日本消費者教育学会第27回大会があった。私は午後の発表だったのに、勘違いして午前の部と思いこんで朝7時前の電車に駆け込んだ。まあ遅刻するよりは良かったけど。
 
日本消費者教育学会
第27回大会(2007/10/13〜14、国民生活センター相模原研修施設)
 
それで朝の学会会場でプログラムを確認して、あれ、俺の出番って午後なんだと気づく。そういえばプログラム確認もろくにしていなかったんだと、それにも気づく。
どこかの分科会に入って勉強しようかなと思ったが、駅前に戻ってファミレスで仕事をして時間を潰した。
昼過ぎに再び会場へ。今度は間違いなく発表のブロック。
 
私の分科会は前半と後半でテーマが違っていた。私を含む前半戦は「医療・福祉と消費者教育」のような括りらしい。司会者(小野先生、知人)によれば、こういうのは当学会ではまだ多くないとのこと。そういえば一昨年前の大会でも、私たちともう一つだけの発表だったような気がする。いずれはこういう発表だけで分科会ひとつを組めるようになっていくのだろうか。

こういう発表だった。

■浅川典子(埼玉医科大学
介護保険制度のもとでの契約にもとづく介護サービス利用支援に関する研究−サービス導入時に介護支援専門員の果たしている役割−
 
■名川勝(筑波大学)・堀江まゆみ(白梅学園短期大学
知的障害者等の消費トラブルに関する研究(3)支援者向け研修プログラムの開発
 
■田村久美(川崎医療福祉大学)・水谷節子(ノートルダム清心女子大学
「医療消費者」の変遷からみた消費者研究への展望


私たちのは他でもしゃべっている話だし置いておくとして、興味を引かれたのは田村・水谷発表だった。時間が経ったので詳しい話は忘れたが、「医療サービスに対する消費者意識の必要性」「自立した医療消費者」の概念がパワーポイントを交えて提示されていった。
 
討議の時間、私の質問は2点有り、ひとつは忘れた。ひとつは確か“医療領域では医師と患者の関係において、どうしてもパターナリスティックな部分は払拭されきれないのだと思うが、そのような中にあって消費者意識というのは他の市場関係にある消費者意識とはどのように違うと思われますか?”のようなことだったと記憶している。

パターナリズムというのは悪い関係の代名詞みたいに言われることもあるが、中身をいろいろ見ていくと、すべてを否定することもできない(もちろんダメなものはダメですが)。

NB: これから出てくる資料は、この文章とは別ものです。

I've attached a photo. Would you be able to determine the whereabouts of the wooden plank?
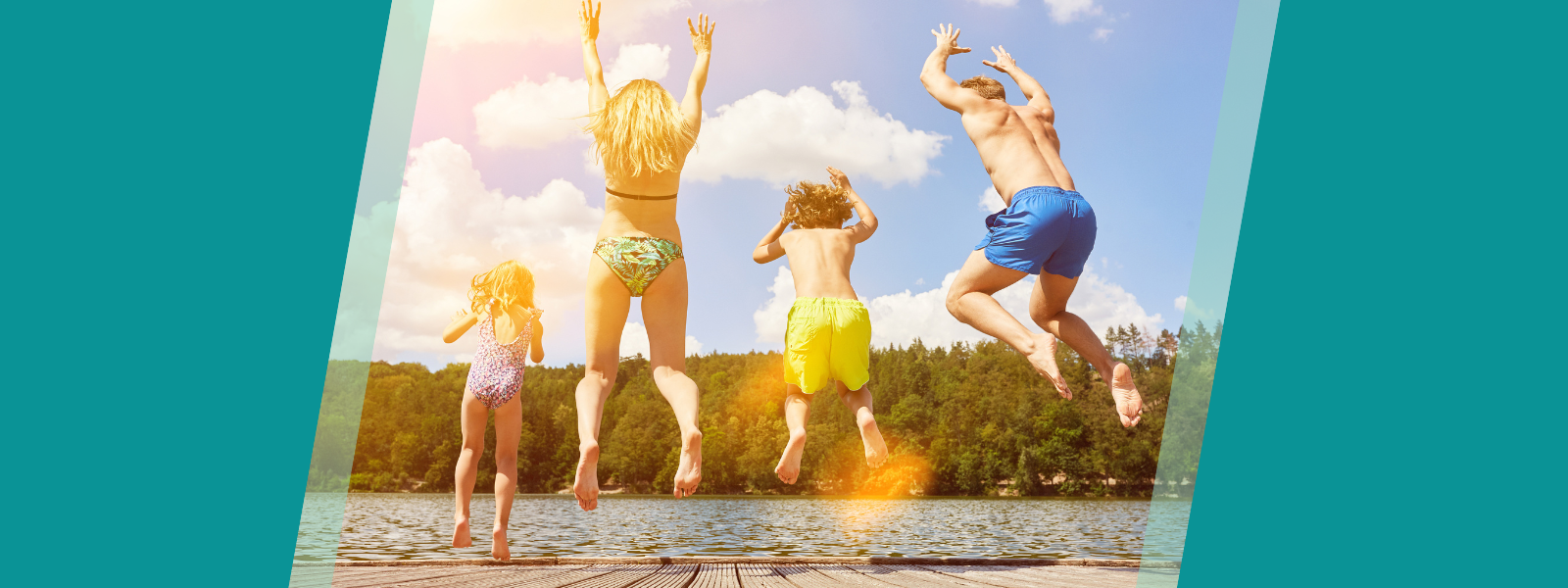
[687,563,740,588]
[735,563,796,588]
[555,563,663,588]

そういう話についてはたとえば立岩さんの arsvi.com の中で制作されている「パターナリズム」の項目を少し調べると出てくるかもしれない。たとえば上の方にある、樋澤さんの2003年の論文とか。


パターナリズム paternalism(arsvi.com)
樋澤吉彦:「自己決定」を支える「パターナリズム」についての一考察 ─「倫理綱領」改訂議論に対する「違和感」から─.精神保健福祉, 34(1), 62-69, 2003.

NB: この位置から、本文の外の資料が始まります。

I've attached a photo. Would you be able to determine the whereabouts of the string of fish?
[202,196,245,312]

それで、医療場面でもある程度無くならないのかもしれないなあという感覚があって*1、しかしそういう場面においても消費者意識を持つってどうなるんだろうとの疑問を持ったわけだ。発表者はどうもパターナリズム=悪との理解をされたらしく(少なくとも私の質問がそういう意図だったと思われたらしく)、改善努力を続けるべき、のような返事だったかと思う(間違っていたらご指摘ください)。私はあまり突っ込まず引いた。

すると次の質問者がさらに展開をする。
「医療消費者が自立しなさいって言っても、とても苦しいときにそんなこと言ってられないんじゃないですか?」

ちょっと会場がホットになった感覚があって、面白かった。分科会終了後も彼らは丁寧に話し合いをしていたようだ。
 
私はあまり詳しくないけれど、積極的に患者であることの立場から発言し改善をしている人たちや運動があるように思う*2。それらも含め、何らかのかたちでの医療消費者という概念はできるんだと私も思っている。しかしではどんなふうに作ればよいのか、またその消費者であることが現れ出るのは診察室でなのか、別の場所でなのか、その際に何が主張されるのか、のようなことについてはこれから詳しく検討されるようになるのかもしれない。少なくとも今回はその入り口を見せてもらったわけで、その先についてはどうぞ頑張ってくださいと期待することになる。

介護については既にサービス消費者としての利用者という概念はデビューしている。いわゆる消費者生活センターなどでも介護関係の相談件数はある。現場も含めてどう対応するかはこれからなのかもしれない。

未消化ですいませんが、こんなところで。だーっと書き下ろした。
 

*1:もしかするとぜんぜんパターナリスティックでない関係というのもありうるのかもしれませんが。もしかしたらなだいなだの「おっちょこちょ医 (1981年)」とか?